Nonlinear field line resonances: Dispersive effects

A model is presented which describes the nonlinear interaction of dispersive shear Alfven wave (SAW) field line resonances (FLRs) and ion acoustic waves (IAWs), with applications to the Earth's magnetosphere. Two limits are considered: In low-beta plasma (beta <m(e)/m(i)), dispersion is dominated by electron inertia (EI), while for higher beta it is dominated by the electron thermal effect. In each bit case, the ponderomotive force steepens the SAW in the radial direction, taken as earthward in the equatorial plane. Following the time of nonlinear steepening, the dynamics strongly depends on dispersion. In the EI case, standing SAWs excited in FLRs exhibit a parametric decay instability (PDI) into secondary SAWs and IAWs.

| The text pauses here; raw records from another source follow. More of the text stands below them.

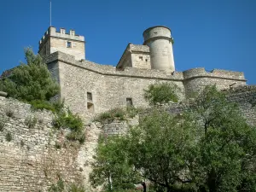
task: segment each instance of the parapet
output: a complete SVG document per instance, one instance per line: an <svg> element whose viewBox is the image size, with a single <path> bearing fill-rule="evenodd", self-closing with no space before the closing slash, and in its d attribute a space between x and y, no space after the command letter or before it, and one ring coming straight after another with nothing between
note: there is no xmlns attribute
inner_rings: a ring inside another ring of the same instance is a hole
<svg viewBox="0 0 256 192"><path fill-rule="evenodd" d="M106 76L121 76L136 79L141 78L173 81L183 81L183 79L182 72L174 72L172 74L167 74L166 73L157 69L141 69L134 67L125 67L124 71L119 71L116 67L110 65L101 65L87 60L83 60L82 61L76 61L74 56L61 51L55 52L44 57L44 61L46 64L55 61L60 61L68 65Z"/></svg>
<svg viewBox="0 0 256 192"><path fill-rule="evenodd" d="M144 43L147 44L151 39L164 38L173 44L171 29L165 26L155 26L146 29L143 32Z"/></svg>
<svg viewBox="0 0 256 192"><path fill-rule="evenodd" d="M233 72L221 69L213 69L207 72L205 68L192 68L183 72L184 80L195 78L218 78L224 79L234 79L247 81L242 72Z"/></svg>
<svg viewBox="0 0 256 192"><path fill-rule="evenodd" d="M44 33L41 40L39 41L39 44L44 43L48 37L55 37L58 38L65 38L65 39L71 39L74 41L81 41L84 42L84 37L80 35L76 35L74 30L70 30L68 33L66 32L65 28L61 28L59 32L57 32L55 26L49 26L47 32Z"/></svg>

Nonlinearity and dispersion broaden the FLR in the radial direction, leading to rapid density and parallel electric field fluctuations and scale lengths comparable to the EI length. In warm plasmas, SAWs are stable to the PDI, and in this case the FLR emits short perpendicular scale SAW-IAW solitons in the anti-earthward direction. Observational consequences of both scenarios are discussed. (C) 1998 American Institute of Physics. [S1070-664X(98)02910-3].